A “Divina Comédia” foi escrita entre 1304 e 1321, no período correspondente ao exílio da cidade de Florença a que Dante foi condenado em 1302 pelos guelfos negros – sendo ele um guelfo branco, defensor do Papado, mas próximo dos partidários do Sacro Império. É sob essa condenação, que o poeta considera injusta, que este vai escrever a sua obra-prima – guiado pela sombra de Virgílio, primeiro, e pelas presenças de Beatriz e S. Bernardo, acompanhado longamente por Estácio, faz a sua “jornada transcendente, da abjeção das trevas à redenção da luz”. Cada uma das três partes em que o poema está dividido (Inferno, Purgatório e Paraíso) em 33 cantos, com mais um de introdução. A obra soma 100 cantos, número que significa a perfeição da perfeição, e soma 14.233 versos em “tercetos dantescos”. Dante e Virgílio começam por atravessar o rio Aqueronte, que separa os mundos dos vivos e dos mortos, na barca de Caronte. O barqueiro, assustado e incrédulo, pede a Dante que se afaste dos mortos, mas Virgílio esclarece que Dante tem uma permissão de Deus para fazer a viagem. Começam por avistar o Inferno, com nove círculos concêntricos: onde estão os pagãos virtuosos (limbo) e onde penam os pecadores da luxúria, da gula, da ganância, da ira, da heresia, da violência, da fraude e da traição. Cada um recebe um tipo diferente de tormento. E são descritos três vales da violência, dez fossos da fraude e quatro esferas da traição, para as diferentes formas das ações licenciosas. Nesses mundos perversos os dois visitantes encontram personagens conhecidas da Antiguidade clássica como Paris, Helena, Cleópatra e Dido. Então avistam a cidade de Dite, onde Lucifer é rei, e onde estão as Érinis, deusas da vingança, que têm o corpo coberto de sangue e a cabeça de cobra, e Medusa, que petrifica quem a olha.
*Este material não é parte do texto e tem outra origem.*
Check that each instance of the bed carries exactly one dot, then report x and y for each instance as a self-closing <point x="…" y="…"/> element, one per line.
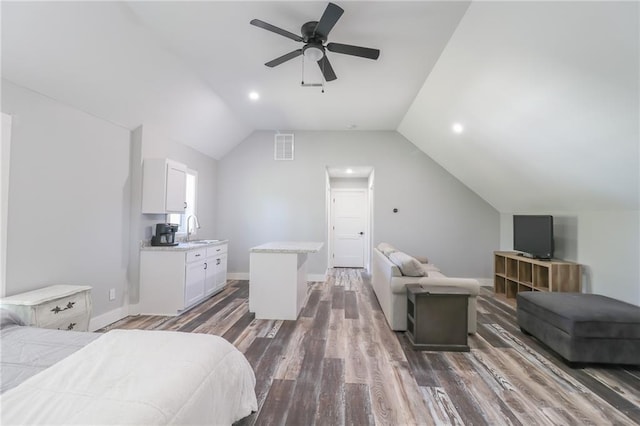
<point x="121" y="377"/>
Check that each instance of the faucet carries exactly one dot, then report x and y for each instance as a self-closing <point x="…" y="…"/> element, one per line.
<point x="196" y="225"/>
E o viajante dialoga com os condenados e procura compreender o que levou a estarem ali, encontrando o Papa Nicolau III condenado por simonia…

O TERMO DE UMA VIAGEM ESSENCIAL

Passando ao Purgatório os visitantes encontram seis partes – o rio Tibre, o ante-purgatório dos arrependidos à hora da morte; o baixo purgatório dos que perverteram o amor; o médio purgatório dos que não conseguiram amar; o alto purgatório dos que amaram em excesso e, no cimo, o Paraíso terrestre ou Jardim do Éden. A elevada montanha está dividida em sete degraus, correspondentes ao pecados capitais: orgulho, inveja, ira, preguiça, avareza, gula e luxúria. Tratando-se da preparação para a entrada no Paraíso, os pecadores praticam as virtudes que não cultivaram na vida terrena. Ao sair do Purgatório, Dante despede-se de Virgílio, que não viveu a cristandade, não podendo por isso ultrapassar o umbral do Paraíso. É a formosa Matilde que fica com o poeta e começam por presenciar uma procissão onde se representam as virtudes e as glórias da Igreja. Então Dante é acompanhado pela bela Beatriz Portinari, modelo de virtudes, na visita das nove esferas celestes do Paraíso – Lua, Mercúrio, Vénus, Sol (como símbolo da prudência e do bom uso da teologia), Marte (sinal de coragem), Júpiter (lugar de justiça, onde, inesperadamente, se encontra o pagão Rifeu de Tróia), Saturno (da contemplação), Estrelas fixas (da Igreja triunfante) e a última esfera do universo físico que antecede o Empíreo, onde se dá a contemplação, o encontro com Deus, olhos nos olhos. Beatriz deixa Dante com S. Bernardo. É a teologia que comanda, sobre a essência de Deus – mas Dante, na reflexão mais elevada, confessa: “não é voo para as minhas asas”… Nunca tendo podido regressar à amada cidade natal, Dante morreu no exílio, mas tornou-se um verdadeiro símbolo dos valores da paz, da dignidade humana e da busca sincera da verdade.